Kendisini geçindiren herkes zekat ve fitre vermeli
Ramazan’ın öneminden bahseden Memiş Hoca, bu ay içinde zekat farizası üzerine vacip olan herkesin mutlaka bu görevi yerine getirmesi gerektiğini belirtti.
Haber Merkezi
Bereket, bolluk ve paylaşım ayı olan Ramazan’ı nasıl ihya etmemiz gerektiği yönünde uyarılarda bulunan Memiş Hoca, on bir ayın sultanı Ramazan’ın öneminden bahsetti. Ramazan’ın maddî ve manevî bir terbiye ayı olduğunu belirten Memiş Hoca, Ramazan orucunun insana sabır ve tahammülü öğrettiğini, bu ay içinde zekat farizası üzerine vacip olan herkesin mutlaka bu görevi yerine getirmesi gerektiğini söyledi.

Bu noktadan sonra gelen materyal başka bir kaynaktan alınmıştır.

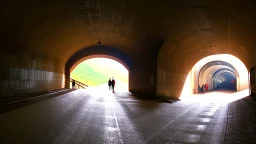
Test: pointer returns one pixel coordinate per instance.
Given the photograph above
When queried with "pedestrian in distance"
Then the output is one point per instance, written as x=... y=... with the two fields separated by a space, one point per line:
x=113 y=82
x=110 y=83
x=73 y=84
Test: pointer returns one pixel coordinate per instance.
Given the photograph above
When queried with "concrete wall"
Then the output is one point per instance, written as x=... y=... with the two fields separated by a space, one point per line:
x=28 y=72
x=15 y=81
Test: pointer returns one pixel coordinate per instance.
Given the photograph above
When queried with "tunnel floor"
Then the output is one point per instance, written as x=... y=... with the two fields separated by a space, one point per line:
x=83 y=116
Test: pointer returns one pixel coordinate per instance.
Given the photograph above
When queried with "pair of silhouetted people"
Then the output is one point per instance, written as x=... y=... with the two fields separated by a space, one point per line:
x=73 y=84
x=111 y=84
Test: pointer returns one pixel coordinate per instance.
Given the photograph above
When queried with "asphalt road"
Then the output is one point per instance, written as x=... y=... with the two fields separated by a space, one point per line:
x=93 y=116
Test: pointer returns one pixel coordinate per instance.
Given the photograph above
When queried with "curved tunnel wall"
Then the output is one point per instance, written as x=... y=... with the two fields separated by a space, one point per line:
x=50 y=32
x=207 y=72
x=103 y=51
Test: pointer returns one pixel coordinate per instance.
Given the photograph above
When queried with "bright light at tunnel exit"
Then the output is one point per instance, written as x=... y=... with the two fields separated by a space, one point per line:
x=188 y=91
x=95 y=73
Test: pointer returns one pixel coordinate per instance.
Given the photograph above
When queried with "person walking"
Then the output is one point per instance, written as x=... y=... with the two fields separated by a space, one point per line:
x=113 y=82
x=73 y=84
x=109 y=83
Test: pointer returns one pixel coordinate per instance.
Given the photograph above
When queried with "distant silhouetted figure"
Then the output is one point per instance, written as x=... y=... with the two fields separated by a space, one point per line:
x=113 y=82
x=202 y=88
x=109 y=83
x=73 y=84
x=206 y=87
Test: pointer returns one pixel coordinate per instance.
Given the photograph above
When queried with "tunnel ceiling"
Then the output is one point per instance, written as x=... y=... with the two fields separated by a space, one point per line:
x=57 y=29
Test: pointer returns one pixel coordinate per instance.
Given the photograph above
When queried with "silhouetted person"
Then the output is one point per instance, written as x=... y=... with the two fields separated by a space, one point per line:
x=202 y=88
x=113 y=82
x=206 y=87
x=73 y=84
x=109 y=83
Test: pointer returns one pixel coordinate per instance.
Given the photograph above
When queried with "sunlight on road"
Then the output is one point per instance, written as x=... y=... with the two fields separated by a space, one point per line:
x=103 y=89
x=217 y=97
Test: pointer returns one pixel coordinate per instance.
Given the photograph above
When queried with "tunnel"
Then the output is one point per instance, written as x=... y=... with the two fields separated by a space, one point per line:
x=171 y=48
x=43 y=40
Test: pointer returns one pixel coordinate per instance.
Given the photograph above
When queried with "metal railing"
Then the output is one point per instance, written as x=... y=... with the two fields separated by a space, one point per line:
x=78 y=84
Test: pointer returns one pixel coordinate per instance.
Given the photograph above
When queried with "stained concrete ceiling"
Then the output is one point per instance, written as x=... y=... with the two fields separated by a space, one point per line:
x=185 y=30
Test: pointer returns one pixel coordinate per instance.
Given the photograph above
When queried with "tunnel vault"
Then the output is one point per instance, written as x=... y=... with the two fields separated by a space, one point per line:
x=99 y=51
x=160 y=41
x=211 y=72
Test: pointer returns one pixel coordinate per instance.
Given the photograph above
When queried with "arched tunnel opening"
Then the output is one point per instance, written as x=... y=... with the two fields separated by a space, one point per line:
x=91 y=68
x=94 y=73
x=222 y=73
x=217 y=75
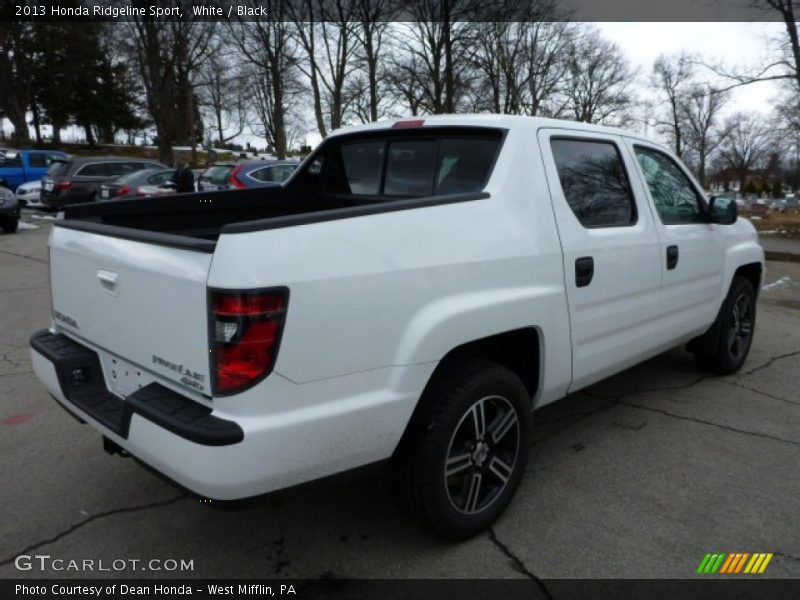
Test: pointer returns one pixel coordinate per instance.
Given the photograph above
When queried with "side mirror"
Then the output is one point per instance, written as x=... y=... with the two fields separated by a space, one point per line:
x=722 y=210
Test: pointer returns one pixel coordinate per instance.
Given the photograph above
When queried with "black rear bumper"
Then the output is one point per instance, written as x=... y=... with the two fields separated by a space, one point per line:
x=82 y=384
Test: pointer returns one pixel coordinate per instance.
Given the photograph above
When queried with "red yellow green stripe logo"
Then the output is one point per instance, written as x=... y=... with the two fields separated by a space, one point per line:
x=735 y=563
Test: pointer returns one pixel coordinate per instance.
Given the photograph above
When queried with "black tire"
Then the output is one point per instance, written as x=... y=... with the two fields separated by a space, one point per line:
x=10 y=225
x=483 y=473
x=735 y=325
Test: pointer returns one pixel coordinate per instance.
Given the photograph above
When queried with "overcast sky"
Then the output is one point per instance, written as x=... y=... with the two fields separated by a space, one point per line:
x=734 y=43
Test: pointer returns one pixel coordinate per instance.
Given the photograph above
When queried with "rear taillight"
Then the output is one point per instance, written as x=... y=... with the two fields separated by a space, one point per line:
x=245 y=332
x=235 y=181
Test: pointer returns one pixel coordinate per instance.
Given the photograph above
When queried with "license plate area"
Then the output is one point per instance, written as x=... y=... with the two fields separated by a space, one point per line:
x=123 y=378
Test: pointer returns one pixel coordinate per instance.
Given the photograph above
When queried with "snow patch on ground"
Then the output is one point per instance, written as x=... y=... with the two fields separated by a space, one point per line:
x=782 y=282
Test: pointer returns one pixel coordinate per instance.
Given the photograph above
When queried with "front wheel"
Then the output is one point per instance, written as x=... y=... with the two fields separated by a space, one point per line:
x=737 y=321
x=464 y=454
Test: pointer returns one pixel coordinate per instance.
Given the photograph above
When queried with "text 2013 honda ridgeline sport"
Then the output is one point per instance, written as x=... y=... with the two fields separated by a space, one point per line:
x=412 y=293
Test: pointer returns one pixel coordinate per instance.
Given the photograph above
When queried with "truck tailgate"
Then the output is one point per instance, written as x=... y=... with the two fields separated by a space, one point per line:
x=144 y=303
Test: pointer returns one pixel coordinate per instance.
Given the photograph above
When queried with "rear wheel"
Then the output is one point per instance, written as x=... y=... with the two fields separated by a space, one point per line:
x=464 y=454
x=736 y=322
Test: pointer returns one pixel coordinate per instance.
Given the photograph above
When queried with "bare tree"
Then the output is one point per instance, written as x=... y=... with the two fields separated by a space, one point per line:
x=672 y=76
x=269 y=47
x=16 y=52
x=373 y=18
x=325 y=30
x=547 y=47
x=700 y=116
x=168 y=55
x=437 y=53
x=221 y=90
x=747 y=144
x=598 y=81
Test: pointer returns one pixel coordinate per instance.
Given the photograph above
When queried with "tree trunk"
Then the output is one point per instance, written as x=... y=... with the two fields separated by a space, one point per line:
x=37 y=127
x=21 y=135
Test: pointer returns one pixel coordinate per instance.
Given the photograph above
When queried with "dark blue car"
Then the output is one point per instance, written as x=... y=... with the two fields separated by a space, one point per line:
x=246 y=174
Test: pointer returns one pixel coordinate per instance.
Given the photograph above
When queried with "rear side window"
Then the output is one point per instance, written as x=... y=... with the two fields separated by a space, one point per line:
x=93 y=170
x=10 y=159
x=360 y=170
x=163 y=177
x=57 y=168
x=408 y=167
x=218 y=174
x=594 y=182
x=676 y=199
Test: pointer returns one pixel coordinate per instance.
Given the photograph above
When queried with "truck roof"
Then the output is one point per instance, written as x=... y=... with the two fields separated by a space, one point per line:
x=490 y=120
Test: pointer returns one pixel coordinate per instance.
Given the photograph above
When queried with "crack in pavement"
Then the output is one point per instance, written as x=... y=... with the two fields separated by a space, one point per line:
x=710 y=423
x=789 y=556
x=16 y=373
x=85 y=522
x=39 y=260
x=771 y=361
x=759 y=392
x=517 y=564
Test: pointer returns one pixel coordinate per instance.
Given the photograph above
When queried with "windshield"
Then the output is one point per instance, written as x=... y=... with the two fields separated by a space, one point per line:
x=218 y=173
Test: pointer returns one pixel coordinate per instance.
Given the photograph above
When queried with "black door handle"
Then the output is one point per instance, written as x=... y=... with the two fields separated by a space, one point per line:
x=584 y=271
x=672 y=257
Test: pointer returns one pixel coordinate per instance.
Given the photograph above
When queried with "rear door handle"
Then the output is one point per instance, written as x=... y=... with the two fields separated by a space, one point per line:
x=672 y=257
x=584 y=271
x=108 y=279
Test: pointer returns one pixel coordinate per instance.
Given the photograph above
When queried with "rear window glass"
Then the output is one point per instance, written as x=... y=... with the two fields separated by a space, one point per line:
x=409 y=167
x=38 y=160
x=218 y=174
x=10 y=159
x=93 y=170
x=58 y=167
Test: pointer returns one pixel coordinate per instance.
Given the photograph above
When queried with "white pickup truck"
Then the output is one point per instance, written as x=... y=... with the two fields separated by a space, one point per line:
x=412 y=293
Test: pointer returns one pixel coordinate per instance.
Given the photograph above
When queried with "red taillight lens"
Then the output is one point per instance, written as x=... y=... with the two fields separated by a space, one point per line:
x=245 y=330
x=235 y=181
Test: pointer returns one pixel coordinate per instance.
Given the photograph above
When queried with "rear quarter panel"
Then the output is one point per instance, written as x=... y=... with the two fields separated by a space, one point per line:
x=405 y=287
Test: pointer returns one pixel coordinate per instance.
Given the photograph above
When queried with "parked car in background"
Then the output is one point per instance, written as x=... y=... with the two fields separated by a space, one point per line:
x=20 y=166
x=137 y=184
x=79 y=179
x=246 y=174
x=9 y=209
x=30 y=194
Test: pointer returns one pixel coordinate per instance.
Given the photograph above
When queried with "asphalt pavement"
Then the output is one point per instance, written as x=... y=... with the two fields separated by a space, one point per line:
x=637 y=477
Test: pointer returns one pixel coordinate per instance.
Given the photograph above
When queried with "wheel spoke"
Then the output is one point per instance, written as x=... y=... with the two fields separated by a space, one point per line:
x=479 y=419
x=473 y=493
x=503 y=425
x=501 y=469
x=457 y=463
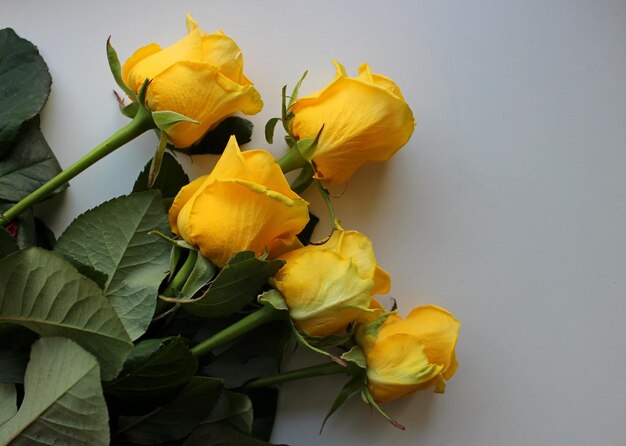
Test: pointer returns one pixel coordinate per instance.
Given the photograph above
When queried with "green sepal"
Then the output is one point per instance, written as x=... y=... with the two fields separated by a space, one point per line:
x=116 y=70
x=304 y=180
x=141 y=96
x=367 y=396
x=302 y=340
x=294 y=94
x=157 y=160
x=214 y=141
x=170 y=179
x=329 y=204
x=129 y=110
x=355 y=356
x=167 y=119
x=273 y=299
x=202 y=271
x=270 y=127
x=356 y=384
x=330 y=340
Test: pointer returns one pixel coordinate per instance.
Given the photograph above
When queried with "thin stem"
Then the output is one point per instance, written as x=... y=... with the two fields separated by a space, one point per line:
x=181 y=276
x=141 y=123
x=331 y=368
x=239 y=328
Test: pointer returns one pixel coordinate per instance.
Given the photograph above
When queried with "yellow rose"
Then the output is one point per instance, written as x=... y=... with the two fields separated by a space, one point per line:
x=407 y=355
x=328 y=286
x=245 y=204
x=365 y=119
x=200 y=76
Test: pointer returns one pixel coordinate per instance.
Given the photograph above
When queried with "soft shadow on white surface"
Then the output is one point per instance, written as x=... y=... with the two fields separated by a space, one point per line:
x=507 y=206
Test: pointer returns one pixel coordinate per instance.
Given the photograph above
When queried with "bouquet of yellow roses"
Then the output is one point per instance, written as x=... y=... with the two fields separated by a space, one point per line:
x=161 y=317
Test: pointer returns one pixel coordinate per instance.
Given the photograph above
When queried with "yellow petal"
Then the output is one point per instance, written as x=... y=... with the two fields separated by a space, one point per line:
x=365 y=74
x=382 y=281
x=259 y=219
x=139 y=55
x=181 y=199
x=323 y=290
x=398 y=366
x=189 y=48
x=198 y=91
x=220 y=50
x=192 y=25
x=433 y=326
x=362 y=122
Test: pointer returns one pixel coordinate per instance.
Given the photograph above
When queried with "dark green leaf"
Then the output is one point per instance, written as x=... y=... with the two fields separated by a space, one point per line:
x=40 y=291
x=217 y=435
x=8 y=244
x=154 y=372
x=237 y=285
x=62 y=404
x=170 y=179
x=114 y=239
x=203 y=271
x=307 y=232
x=24 y=85
x=254 y=355
x=304 y=179
x=116 y=70
x=214 y=142
x=15 y=343
x=8 y=402
x=356 y=384
x=26 y=166
x=269 y=129
x=176 y=419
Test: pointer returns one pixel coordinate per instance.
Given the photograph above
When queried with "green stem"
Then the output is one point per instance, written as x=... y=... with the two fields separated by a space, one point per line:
x=181 y=276
x=292 y=160
x=331 y=368
x=239 y=328
x=141 y=123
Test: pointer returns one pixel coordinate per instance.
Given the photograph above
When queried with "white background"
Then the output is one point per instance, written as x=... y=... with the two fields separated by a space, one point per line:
x=508 y=205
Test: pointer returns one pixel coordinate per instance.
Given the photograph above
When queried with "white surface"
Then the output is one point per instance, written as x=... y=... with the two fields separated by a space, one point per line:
x=508 y=206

Bir Müslümanın Ramazan’da nelere dikkat etmesi gerektiğini vurgulayan Memiş Hoca, “Oruç tutan müminler, Ramazan ayını fırsat bilerek günahlarından arınmaya çalışmalıdır. “Oruç tutmak da farz, namaz kılmak da farz” diyen Memiş Hoca, şunları söyledi: “Maalesef üzülerek görüyorum ki, oruç tutan kardeşlerimizin çoğu namaz kılmıyor. Halbuki oruç farz olduğu gibi namaz da farzdır. İslam’ın şartıdır” dedi.
İhtiyaç sahibi Müslümanlara verilmesi vacip olan fitreye değinen Memiş Hoca, “Fitre yani fıtır sadakası, mübarek Ramazan ayını güzel geçiren, orucunu tutan, namazını kılıp Ramazan ayını bitiren kişilerin fakir ve fukaraya verdikleri sadakadır. Bu sadaka, insanları her türlü kazadan beladan ve musibetlerden korur. Duygusallığa kapılıp her önümüze çıkan insanlara sadaka ve zekat verilmez. Sadaka verecek olanlar elbette bütçesine göre sadaka verir. Ancak sadaka verirken elimiz titrememeli. Cömert olmalıyız” dedi. Zekat ve fitrenin kimlere verilemeyeceğini de anlatan Memiş Hoca, şöyle konuştu: “Elinde lüks telefon olanlara, sigara içenlere sadaka ve zekat verilmez. Kendisini geçindirebilen herkes imkanları nisbetinde zekat ve fitre vermelidir. Allah en çok cömert kullarını sever. Zekatı herkese verebiliriz ancak fitreyi sadece Müslümana vermek gerekir.”